Pediatr Hematol Oncol. 1999 Nov-Dec;16(6):539-44. doi: 10.1080/088800199276831.
Clear cell sarcoma is a rare soft tissue neoplasm whose clinical behavior and outcome has not been previously characterized. This study reviewed the clinical characteristics and outcome of all children with clear cell sarcoma of the soft tissues who were treated at St. Jude Children's Research Hospital from March 1962 through August 1998. Of 225 children with nonrhabdomyosarcomatous soft tissue sarcomas, 5 (2.2%) were diagnosed with clear cell sarcoma. Median age at diagnosis was 15 years 3 months. Primary sites included the extremities (n = 3), chest wall (n = 1), and abdomen (n = 1). At diagnosis 3 patients had localized disease.

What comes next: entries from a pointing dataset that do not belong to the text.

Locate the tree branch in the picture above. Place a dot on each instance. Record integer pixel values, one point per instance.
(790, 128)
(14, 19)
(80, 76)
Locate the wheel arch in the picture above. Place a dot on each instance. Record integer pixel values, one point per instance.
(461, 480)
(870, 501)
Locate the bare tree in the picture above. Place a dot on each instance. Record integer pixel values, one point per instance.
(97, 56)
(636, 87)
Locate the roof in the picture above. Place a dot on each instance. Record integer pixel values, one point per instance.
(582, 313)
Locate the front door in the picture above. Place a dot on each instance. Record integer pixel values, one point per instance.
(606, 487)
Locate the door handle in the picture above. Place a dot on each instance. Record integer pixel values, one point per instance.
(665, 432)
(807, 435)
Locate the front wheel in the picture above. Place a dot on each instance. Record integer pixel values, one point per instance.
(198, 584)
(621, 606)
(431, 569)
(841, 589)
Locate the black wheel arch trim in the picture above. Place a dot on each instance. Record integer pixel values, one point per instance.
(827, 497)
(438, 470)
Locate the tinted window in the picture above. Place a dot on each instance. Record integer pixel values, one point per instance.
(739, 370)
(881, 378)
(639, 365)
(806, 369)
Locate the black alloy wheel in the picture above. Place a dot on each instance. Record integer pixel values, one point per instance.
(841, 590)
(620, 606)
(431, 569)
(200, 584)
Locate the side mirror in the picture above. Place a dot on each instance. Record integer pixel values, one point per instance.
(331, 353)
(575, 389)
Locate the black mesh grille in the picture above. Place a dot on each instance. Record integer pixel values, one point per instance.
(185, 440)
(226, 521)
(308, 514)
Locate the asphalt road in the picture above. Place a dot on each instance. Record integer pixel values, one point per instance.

Following surgical resection (n = 3), radiotherapy (n = 2), and chemotherapy (n = 1) all three survive disease-free 10, 11, and 90 months after diagnosis, respectively. The remaining two patients with metastatic disease at diagnosis died 21 days and 9 months after diagnosis. Clear cell sarcoma of the soft tissues is rare in pediatrics. Complete surgical resection with negative margins is the most effective treatment for this disease. Patients with metastatic disease are candidates for multiinstitutional chemotherapy trials.
透明细胞肉瘤是一种罕见的软组织肿瘤,其临床行为和预后此前尚未得到明确描述。本研究回顾了1962年3月至1998年8月在圣裘德儿童研究医院接受治疗的所有软组织透明细胞肉瘤患儿的临床特征和预后。在225例非横纹肌肉瘤性软组织肉瘤患儿中,5例(2.2%)被诊断为透明细胞肉瘤。诊断时的中位年龄为15岁3个月。原发部位包括四肢(n = 3)、胸壁(n = 1)和腹部(n = 1)。诊断时3例患者为局限性疾病。经过手术切除(n = 3)、放疗(n = 2)和化疗(n = 1)后,这3例患者分别在诊断后10个月、11个月和90个月无病存活。其余2例诊断时伴有转移性疾病的患者分别在诊断后21天和9个月死亡。软组织透明细胞肉瘤在儿科中较为罕见。切缘阴性的完整手术切除是治疗该疾病最有效的方法。伴有转移性疾病的患者适合参加多机构化疗试验。